Covid-19. Espanha regista número diário de mortes mais elevado da segunda vaga da pandemia

Juan Medina

Há mais 411 mortes provocadas pela covid-19.

Especial Coronavírus

A Espanha contabilizou esta terça-feira mais 411 mortes atribuídas à covid-19, o número mais elevado da segunda vaga da doença, passando o total de óbitos para 39.756, segundo números divulgados pelo Ministério da Saúde espanhol.

As autoridades sanitárias também registaram 17.395 novos casos de covid-19, número que indica que o valor diário está a baixar, elevando para 1.398.613 o total de infetados no país desde o início da pandemia.

Deram entrada nos hospitais com a doença nas últimas 24 horas 2.270 pessoas, das quais 413 na Andaluzia, 389 na Catalunha e 208 em Madrid.

Em todo o país há 20.943 pessoas hospitalizadas com a covid-19, o que corresponde a 17% das camas, das quais 3.064 pacientes em unidades de cuidados intensivos, o que corresponde a 32% das camas desse serviço.

Nível de incidência acumulada estabiliza

O nível de incidência acumulada em Espanha estabilizou esta terça-feira nos 525 casos diagnosticados por 100.000 habitantes nos últimos 14 dias (menos quatro do que na segunda-feira), sendo as regiões com os níveis mais elevados a de Ceuta (1.066), Melilla (1.059), Aragão (976), Navarra (910), Castela e Leão (859), Rioja (797), País Basco (779) e Catalunha (678).

"Dá a sensação que estamos numa situação de estabilização" da pandemia em Espanha, disse hoje Fernando Simon, o epidemiologista chefe do Ministério da Saúde.
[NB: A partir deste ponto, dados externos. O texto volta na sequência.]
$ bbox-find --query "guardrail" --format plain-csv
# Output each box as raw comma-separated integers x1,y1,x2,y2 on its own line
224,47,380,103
Governo espanhol espera comprar 20 milhões de doses da vacina Pfizer

Por outro lado, o Governo espanhol espera comprar 20 milhões de doses da vacina Pfizer para a covid-19, o que permitirá imunizar gratuitamente 10 milhões de pessoas a partir do fim do ano ou inícios de 2021, anunciou hoje o ministro da Saúde.

Em declarações feitas ao canal de televisão RTVE, Salvador Illa afirmou estar confiante de que uma parte "relevante" da população espanhola estará vacinada em maio de 2021 e que ainda esta semana poderão ser assinados mais alguns contratos com a empresa farmacêutica Pfizer e outras empresas para que as primeiras doses cheguem no início de 2021.

Se "tudo correr bem", avançou o ministro, as primeiras poderiam mesmo chegar até ao final de 2020.

A aguardar pela assinatura desses contratos, o Governo espanhol estima que 20 milhões de doses vão estar disponíveis para imunizar 10 milhões de pessoas (uma vez que são necessárias duas doses) através do Sistema Nacional de Saúde.